Riotous Scatalogical Pop and Serene Suicide Paintings From Rob Pruitt at Gavin Brown

One of Rob Pruitt's couches at Gavin Brown
By Bryant Rousseau

The protean Rob Pruitt is one of the more interesting artists working today, and his comeback the last few years from having fallen out of favor in the art world for a 1992 exhibition (done in collaboration with Jack Early) that was deemed racist by some critics, seems complete.

His latest show at Gavin Brown has one of the most appropriate titles I can remember: "Multiple Personalities." The first room is stuffed with works that exemplify Pruitt's scatalogical pop: a half-dozen are so actual couches whose every inch is covered by cartoons, many in the R. Crumb vein, of orgies, pop-culture icons and graffiti-style, art-world messages, like "Julian Schnabel is my life coach." This is the ultimate art for a couch potato who wouldn't even need a TV--he could spend many enjoyable hours just watching the Pruitt Show on which he seats.
Rob Pruitt Couch (detail)

Rob Pruitt's Studio Tables
This first gallery also offers upright tables, ostensibly from Pruitt's studio, whose entire surfaces are smothered with images.
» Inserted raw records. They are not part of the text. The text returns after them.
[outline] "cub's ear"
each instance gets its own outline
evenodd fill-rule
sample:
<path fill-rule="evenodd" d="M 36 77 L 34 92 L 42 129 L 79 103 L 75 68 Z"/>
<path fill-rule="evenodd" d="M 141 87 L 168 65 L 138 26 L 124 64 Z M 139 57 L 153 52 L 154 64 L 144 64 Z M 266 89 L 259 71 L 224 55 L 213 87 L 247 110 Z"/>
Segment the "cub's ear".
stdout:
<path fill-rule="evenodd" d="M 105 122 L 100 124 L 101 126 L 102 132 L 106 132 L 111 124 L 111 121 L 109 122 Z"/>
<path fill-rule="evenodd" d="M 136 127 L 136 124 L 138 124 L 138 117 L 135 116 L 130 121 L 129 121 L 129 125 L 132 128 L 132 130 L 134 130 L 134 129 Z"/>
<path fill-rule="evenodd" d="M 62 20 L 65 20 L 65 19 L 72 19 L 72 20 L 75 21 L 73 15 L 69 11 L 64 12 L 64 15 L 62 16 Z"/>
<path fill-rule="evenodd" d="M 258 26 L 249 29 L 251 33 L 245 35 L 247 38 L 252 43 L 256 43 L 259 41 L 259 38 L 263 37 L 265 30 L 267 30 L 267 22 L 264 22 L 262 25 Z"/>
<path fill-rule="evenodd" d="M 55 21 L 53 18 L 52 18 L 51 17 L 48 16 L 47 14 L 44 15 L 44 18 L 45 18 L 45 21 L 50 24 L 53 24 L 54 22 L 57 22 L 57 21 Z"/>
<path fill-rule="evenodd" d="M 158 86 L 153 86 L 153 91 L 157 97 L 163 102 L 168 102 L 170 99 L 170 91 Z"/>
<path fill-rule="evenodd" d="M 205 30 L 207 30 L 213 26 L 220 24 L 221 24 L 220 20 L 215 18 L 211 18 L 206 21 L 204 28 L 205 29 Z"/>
Why is "Multiple Personalities" such a perfect title? Less so because of the numerous allusions to mental illness in the works' titles and subjects. More so because of one the most abrupt tonal shifts in art world history, something akin to the switch from black-and-white to color in "The Wizard of Oz."

Move from the first gallery to the second, and the intense, hyperactive mood gives way to a zen-like
Two of Rob Pruitt's "Suicide Paintings"
calm: Pruitt's "Suicide Paintings" series, displayed in a gallery covered with sand, are as serene as the couches are chaotic. Truly hard to believe these works are the output of the same mind, in the same time period. And contrary to their title, these paintings did not want to make me take my life, but to be thankful for my continued ability to see. I loved them, and I loved the overwhelming contrast.

A Rob Pruitt "Therapy Painting"
The final room of "Therapy Paintings" closes the show on a flat note. Having to spend too much time looking at these, which look like the work of a two-year-old in the midst of a temper tantrum,
would make me want to end my life. But even these failures engendered more respect for Pruitt--the guy is producing a ton of art, and it's hard to fault him too much for missing the mark with some of his efforts (though speaking of effort, he could have made all the dozen or so Therapy Paintings in the space of about, I don't know, two hours of frenzied scrawling).

See Everything, Say Something Rating: An A+ for effort, but the cumulative total nets a solid 68.